Criminologist Tom van Ham says in the AD that he does not exclude that in the riots ‘the new hooligan’ has struck.
“Groups of young people go to the location, such as dance events and want to riot. This escalates when bystanders to this group join as the riot has started,” says Van Ham.
So what’s the reason that seemingly innocent bystanders join the hooligans and start to create havoc. One of the first psychological theoriesabout this crowd behavior is the contagion Theory that was formulated by Gustave Le Bon . Contagion theory states that a crowd exerts a hypnotic influence over their members. The individual members become anonymous, personal responsibility goes down and they surrender to the contagious emotions of the crowd.
Zimbardo (1969), attribute this effect to a process of deindividuation. When people are in a crowd, their normal constraints on behavior become loosened, which leads to an increase in impulsive and deviant acts. If people think that they can’t be singled out of the crowd and be evaluated, they feel more anonymous and will behave in a more anti-social way. Zimbardo studied the effect of anonymity in a group in a lab study. The participants were placed in a room and instructed to give shocks to another “participant” (who was a confederate and did not actually receive any shocks). One group of participants were allowed to see and be seen by the victim, while the other group was given Ku Klux Klan-type hoods to wear over their heads to make them anonymous. As a result it was found that the group of participants wearing the hoods gave nearly twice as much electric shock as those who did not.

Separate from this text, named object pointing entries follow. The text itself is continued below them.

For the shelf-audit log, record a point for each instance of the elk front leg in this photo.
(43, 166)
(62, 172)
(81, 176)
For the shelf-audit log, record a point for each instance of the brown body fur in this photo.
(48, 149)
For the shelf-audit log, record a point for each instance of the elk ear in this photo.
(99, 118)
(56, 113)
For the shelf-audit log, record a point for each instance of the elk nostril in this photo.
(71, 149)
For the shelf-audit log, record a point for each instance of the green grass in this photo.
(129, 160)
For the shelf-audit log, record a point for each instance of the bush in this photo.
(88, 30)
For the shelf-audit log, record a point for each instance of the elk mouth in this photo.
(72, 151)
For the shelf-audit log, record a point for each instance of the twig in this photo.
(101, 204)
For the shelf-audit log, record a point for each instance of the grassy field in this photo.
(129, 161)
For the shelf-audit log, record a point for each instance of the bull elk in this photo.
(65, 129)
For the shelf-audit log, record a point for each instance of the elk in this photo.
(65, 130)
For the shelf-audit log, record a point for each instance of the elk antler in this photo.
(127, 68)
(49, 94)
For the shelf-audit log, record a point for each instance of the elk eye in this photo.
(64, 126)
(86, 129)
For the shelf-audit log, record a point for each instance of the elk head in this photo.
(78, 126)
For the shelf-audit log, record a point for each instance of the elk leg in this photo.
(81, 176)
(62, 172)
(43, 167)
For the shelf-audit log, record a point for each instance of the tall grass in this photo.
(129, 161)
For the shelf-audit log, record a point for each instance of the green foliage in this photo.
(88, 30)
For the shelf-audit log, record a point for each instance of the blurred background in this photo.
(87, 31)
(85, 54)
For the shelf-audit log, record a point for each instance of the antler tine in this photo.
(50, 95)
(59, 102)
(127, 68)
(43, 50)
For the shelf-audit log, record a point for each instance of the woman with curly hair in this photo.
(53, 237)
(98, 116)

Diffusion of Responsibility and Norms
Being in a crowd or a group also encourages the diffusion of responsibility. Which means that people feel less accountable for their own actions. So if an individual acts in an anti-social manner while he is in a group, it is the fault of the group as well as his own. This leads to an overall weakening of self-consciousness and social influences. The social norms no longer apply to the crowd and the group will create its own norms. Turner and Killian (1975), named this the Emergent Norm Theory. This is especially in the case of less stable crowds, for example as one person decides to break the glass of shop windows and others join in. The other group members adhere to this new group norm, which results in antisocial behavior on the part of the individual and the group.
The behavior of an individual can be extreme when they are part of a crowd. The increased feeling of anonymity and the diffusion of responsibility leads to a weakened sense of self-consciousness and individuals to behave in anti-social ways. So never underestimate the power of a crowd. You might be surprised what you would do under these circumstances.
 Le Bon, G., (1896) General Characteristics of crowds – Psychological Law of Their Mental Unity. The Crowd: A study of the Popular Mind. Book I, Chapter I.
 Turner, R. H. & Killian L.M.,. (1972). Collective Behavior. Englewood Cliffs, NJ: Prentice-Hall.
 Zimbardo, P. G. (1969). The human choice: Individuation, reason, and order versus deindividuation, impulse, and chaos. In W. J. Arnold & D. Levine (Eds.), Nebraska Symposium on Motivation, 1969 (pp. 237–309). Lincoln: University of Nebraska Press.